Continuous Adversarial Text Representation Learning for Affective Recognition
Seungah Son, Andrez Saurez, Dongsoo Har
TL;DR
This work tackles learning nuanced affective representations in transformer models by introducing CARL, a framework that jointly leverages momentum continuous-label contrastive learning and gradient-based perturbed token detection guided by a two-dimensional valence-arousal affect space. By aligning sentence-level embeddings with continuous affect labels and enforcing token-level emotional sensitivity via dynamic perturbations, CARL achieves improved valence/arousal prediction, polarity classification, and emotion recognition while enhancing embedding alignment and uniformity. The method demonstrates robust gains across multiple datasets (EmoBank, IEMOCAP, FacebookPosts, EmoTales) and with two backbones (BERT-base and RoBERTa-base), including up to 15.5% accuracy improvements on emotion classification. The results highlight the importance of continuous affect labels and gradient-guided token perturbations for fine-grained affective understanding in NLP, with practical implications for affective computing and human-computer interaction.
Abstract
While pre-trained language models excel at semantic understanding, they often struggle to capture nuanced affective information critical for affective recognition tasks. To address these limitations, we propose a novel framework for enhancing emotion-aware embeddings in transformer-based models. Our approach introduces a continuous valence-arousal labeling system to guide contrastive learning, which captures subtle and multi-dimensional emotional nuances more effectively.
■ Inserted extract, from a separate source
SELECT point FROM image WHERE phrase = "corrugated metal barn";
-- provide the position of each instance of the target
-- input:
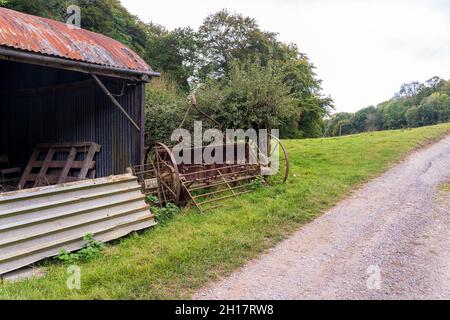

Furthermore, we employ a dynamic token perturbation mechanism, using gradient-based saliency to focus on sentiment-relevant tokens, improving model sensitivity to emotional cues. The experimental results demonstrate that the proposed framework outperforms existing methods, achieving up to 15.5% improvement in the emotion classification benchmark, highlighting the importance of employing continuous labels. This improvement demonstrates that the proposed framework is effective in affective representation learning and enables precise and contextually relevant emotional understanding.